O segundo nome atribuído a Deus é o de Retidão (ou Justiça) porque é Ele que concede às coisas a proporção (εὐμετρία), a beleza (κάλλος), a boa ordem (εὐταξία), determina a função e o lugar de cada uma delas na hierarquia da realidade de acordo com uma regra soberanamente equitativa. "Dispusestes tudo com medida, quantidade e peso" (Sabedoria 11:20). Nele estão contidas eternamente as medidas, os logoi, as ideias de todos os seres, consideradas separadamente e em conjunto, organizadas e dispostas num Todo ordenado, coerente e perfeito. 

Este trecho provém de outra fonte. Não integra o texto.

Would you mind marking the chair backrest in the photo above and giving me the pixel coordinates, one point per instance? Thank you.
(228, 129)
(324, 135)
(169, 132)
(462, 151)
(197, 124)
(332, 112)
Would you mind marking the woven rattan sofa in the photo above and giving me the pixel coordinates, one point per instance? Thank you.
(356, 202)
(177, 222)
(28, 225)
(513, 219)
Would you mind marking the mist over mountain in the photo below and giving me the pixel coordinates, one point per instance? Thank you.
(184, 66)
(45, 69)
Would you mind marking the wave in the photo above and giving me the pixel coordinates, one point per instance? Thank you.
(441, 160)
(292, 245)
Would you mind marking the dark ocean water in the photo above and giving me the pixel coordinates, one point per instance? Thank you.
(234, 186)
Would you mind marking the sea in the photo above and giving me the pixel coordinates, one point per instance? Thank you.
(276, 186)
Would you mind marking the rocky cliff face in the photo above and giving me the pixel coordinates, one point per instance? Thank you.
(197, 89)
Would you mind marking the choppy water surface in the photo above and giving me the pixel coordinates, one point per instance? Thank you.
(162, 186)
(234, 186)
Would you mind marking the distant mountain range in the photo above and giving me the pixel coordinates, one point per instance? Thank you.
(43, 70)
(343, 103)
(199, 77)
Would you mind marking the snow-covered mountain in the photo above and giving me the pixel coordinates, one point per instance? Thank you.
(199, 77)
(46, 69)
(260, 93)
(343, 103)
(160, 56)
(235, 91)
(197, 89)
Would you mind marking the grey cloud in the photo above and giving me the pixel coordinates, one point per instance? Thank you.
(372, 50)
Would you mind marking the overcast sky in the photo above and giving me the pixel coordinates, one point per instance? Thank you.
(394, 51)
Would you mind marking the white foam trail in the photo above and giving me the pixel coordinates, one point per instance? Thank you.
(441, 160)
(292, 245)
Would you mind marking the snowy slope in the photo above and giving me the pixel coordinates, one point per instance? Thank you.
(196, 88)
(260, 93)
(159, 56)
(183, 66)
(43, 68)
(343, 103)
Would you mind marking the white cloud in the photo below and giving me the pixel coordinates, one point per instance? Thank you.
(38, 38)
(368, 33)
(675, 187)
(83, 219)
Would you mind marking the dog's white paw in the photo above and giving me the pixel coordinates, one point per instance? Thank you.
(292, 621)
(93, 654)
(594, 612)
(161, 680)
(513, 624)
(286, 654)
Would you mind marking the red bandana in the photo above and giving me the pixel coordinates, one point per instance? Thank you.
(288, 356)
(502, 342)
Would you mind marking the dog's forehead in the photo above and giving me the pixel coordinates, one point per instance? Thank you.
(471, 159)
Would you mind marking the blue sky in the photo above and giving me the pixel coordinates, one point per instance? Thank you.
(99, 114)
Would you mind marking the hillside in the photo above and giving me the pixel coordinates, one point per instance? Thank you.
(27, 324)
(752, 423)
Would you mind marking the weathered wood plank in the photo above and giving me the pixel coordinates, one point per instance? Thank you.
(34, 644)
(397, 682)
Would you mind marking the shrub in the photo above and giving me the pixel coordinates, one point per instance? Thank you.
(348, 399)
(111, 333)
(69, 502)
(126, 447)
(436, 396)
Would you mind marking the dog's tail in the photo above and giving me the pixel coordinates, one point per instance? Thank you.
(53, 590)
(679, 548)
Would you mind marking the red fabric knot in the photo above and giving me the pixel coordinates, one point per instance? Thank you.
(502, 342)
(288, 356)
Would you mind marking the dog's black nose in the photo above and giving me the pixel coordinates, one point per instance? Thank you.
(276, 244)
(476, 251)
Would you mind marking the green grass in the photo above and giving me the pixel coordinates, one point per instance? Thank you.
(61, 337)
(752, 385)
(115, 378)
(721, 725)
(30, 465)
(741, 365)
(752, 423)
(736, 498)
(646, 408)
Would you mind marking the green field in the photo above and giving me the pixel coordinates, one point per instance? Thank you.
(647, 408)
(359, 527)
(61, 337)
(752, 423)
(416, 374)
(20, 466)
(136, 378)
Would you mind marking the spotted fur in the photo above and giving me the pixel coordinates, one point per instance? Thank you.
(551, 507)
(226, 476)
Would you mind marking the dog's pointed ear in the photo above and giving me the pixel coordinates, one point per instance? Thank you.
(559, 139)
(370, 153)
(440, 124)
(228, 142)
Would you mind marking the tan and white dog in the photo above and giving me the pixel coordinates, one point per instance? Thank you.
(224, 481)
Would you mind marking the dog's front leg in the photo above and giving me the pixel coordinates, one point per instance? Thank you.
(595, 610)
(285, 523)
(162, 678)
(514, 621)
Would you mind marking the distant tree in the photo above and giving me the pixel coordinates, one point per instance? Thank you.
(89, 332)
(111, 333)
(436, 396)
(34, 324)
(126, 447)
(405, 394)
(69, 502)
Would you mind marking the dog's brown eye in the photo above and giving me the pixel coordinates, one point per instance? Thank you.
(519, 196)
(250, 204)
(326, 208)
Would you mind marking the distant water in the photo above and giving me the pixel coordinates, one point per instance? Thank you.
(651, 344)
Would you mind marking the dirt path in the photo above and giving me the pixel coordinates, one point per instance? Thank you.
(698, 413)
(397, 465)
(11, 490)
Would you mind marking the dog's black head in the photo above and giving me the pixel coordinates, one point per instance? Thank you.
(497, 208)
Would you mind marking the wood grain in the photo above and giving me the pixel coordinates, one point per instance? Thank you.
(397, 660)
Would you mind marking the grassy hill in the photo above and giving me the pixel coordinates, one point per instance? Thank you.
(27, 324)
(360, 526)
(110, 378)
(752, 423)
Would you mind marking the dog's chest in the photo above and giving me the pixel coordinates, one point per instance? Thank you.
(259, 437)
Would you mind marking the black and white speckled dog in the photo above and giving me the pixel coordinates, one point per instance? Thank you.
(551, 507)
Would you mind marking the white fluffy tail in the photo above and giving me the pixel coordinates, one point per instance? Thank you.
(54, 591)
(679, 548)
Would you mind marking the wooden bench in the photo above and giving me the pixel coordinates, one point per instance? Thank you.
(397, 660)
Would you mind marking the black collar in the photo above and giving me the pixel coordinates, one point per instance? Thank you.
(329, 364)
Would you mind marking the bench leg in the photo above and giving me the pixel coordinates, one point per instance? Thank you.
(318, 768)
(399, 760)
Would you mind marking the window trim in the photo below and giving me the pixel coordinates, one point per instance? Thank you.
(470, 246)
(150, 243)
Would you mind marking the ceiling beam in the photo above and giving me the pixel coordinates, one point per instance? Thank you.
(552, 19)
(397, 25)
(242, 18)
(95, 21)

Ἀεὶ ὁ θεὸς ὁ μέγας γεωμετρεῖ. "O grande Deus sempre geometriza". Ele determina a essência (εἶδος) de cada ser, impondo a cada um o seu limite (πέρας) e o seu fim (τέλος) específicos. Nenhum ente pode usurpar o lugar próprio de outro ente na ordenação da realidade. Consequentemente, a definição da Justiça é "dar a cada um aquilo que lhe é devido". Ser justo é reconhecer e agir de acordo com a ordem e a hierarquia expressas nas naturezas das coisas. "Comparada a todas as outras, portanto, a justiça é a mais divina e a mais abrangente das virtudes", pondera Marsilio Ficino.

Alguns dirão que não é justo que homens santos sejam oprimidos pelos maus. Dionísio responde que se esses homens são realmente santos, eles reconhecem que as coisas terrenas, objetos de ambição material, são inferiores às realidades divinas, as únicas realmente desejáveis. Se, em vez destas, eles amam e desejam aquelas, então não são de fato santos. E a justiça divina está em fortalecer a virtude desses homens desapegando-os das coisas inferiores e estimulando-os a buscar as realidade celestes, e não na concessão de bens terrenos e materiais que poderiam corrompê-los.

Deus é chamado Salvação primariamente porque Ele preserva na existência o mundo, mantendo cada coisa no seu lugar devido, evitando assim que a ordem do Cosmos definhe pelo conflito e pela degradação. E também redime os seres, restaurando o seu estado original, quando decaem e se afastam de seus limites próprios. Desse modo, a ordem do mundo é preservada da completa confusão mútua de suas partes e da sua destruição completa.